The nation saw what happened in Ferguson and attitudes changed. Surveys showed a sharp increase in the number of whites who now agree with what black Americans have long been saying: Race is still a problem in America.
But in Ferguson, pain mixes with optimism as the city has tried to make its way back to normal, or toward something better than normal. The results have been mixed.
“I think we’re going to come out of this, and eventually we’re going to come out of it even stronger, in my opinion,” said Wesley Bell. He is one of two black members newly elected to the formerly white-dominated Ferguson City Council.
The businesses burned down by arsonists after the grand jury’s decision in November not to indict, or charge, Wilson have been swept away. Some shops on West Florissant Avenue, once the site of nightly clashes between demonstrators and police, have welcomed returning customers.
“We’re starting to get back into the swing of things, people starting to come slowly but surely,” says Antonio Henley, a barber and the owner of Prime Time Barber Shop, which lost a lot of business when protests began. “We were down 20, 40, 50 percent when it first happened. But we survived.”
Near where Brown died, a memorial plaque has replaced a pile of signs and stuffed animals, but Whitt said that some in Ferguson would just as soon forget what happened last August.
“They’re trying to erase this memory of this tragedy that happened right here,” he said.
Change has also come to the city government, though nothing resembling the revolution many protesters sought.
After a Justice Department report revealed racist emails sent by city officials, several resigned. Now Ferguson has a new police chief and city manager, but it still has the same mayor, James Knowles III, who is white, and who has resisted calls to resign.

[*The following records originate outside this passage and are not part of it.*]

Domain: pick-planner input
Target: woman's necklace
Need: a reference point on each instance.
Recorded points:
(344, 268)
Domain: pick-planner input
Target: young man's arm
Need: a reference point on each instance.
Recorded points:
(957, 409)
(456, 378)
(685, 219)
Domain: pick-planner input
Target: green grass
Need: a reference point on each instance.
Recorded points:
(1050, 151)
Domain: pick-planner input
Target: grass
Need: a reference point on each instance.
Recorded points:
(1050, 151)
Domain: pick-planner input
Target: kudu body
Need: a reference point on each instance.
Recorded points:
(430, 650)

The six-seat city council had only one black member before Brown’s shooting. Now it has three. During the April election, more than twice the number of people voted, but candidates backed by activists largely failed.
City officials remain locked in negotiations with Department of Justice officials pushing for an agreement that would probably reform the city’s police department.
The city spent $1 million related to the street protests and rioting. Officers also handed out about $1.1 million less in tickets, city Councilman Mark J. Byrne said.
He said the city had already put reforms in place to cut down on the number of arrests and fines. “I think we’re on the right path on everything — we just have to get it done,” he said of justice reforms.
Thomas Harvey is the executive director of ArchCity Defenders, a nonprofit group that seeks an overhaul of St. Louis County municipal court systems. He says that Ferguson’s new municipal judge, Donald McCullin, is treating people with respect.
Nonetheless, Harvey added, “it doesn’t change the fact the people are being pulled over and ticketed for essentially what amounts to being poor and black.”
Ferguson is just one small town surrounded by other small towns with their own police departments and their own municipal courts and with many of the same problems.
“If you ask a person who lives in St. Louis County what’s different, they’ll say nothing,” Harvey said.
Brown’s parents have filed a lawsuit in hopes of holding Wilson accountable for the death of their son. Many activists remain angry at Wilson despite investigators’ doubts that Brown had his hands up when the officer killed him, as some witnesses have claimed.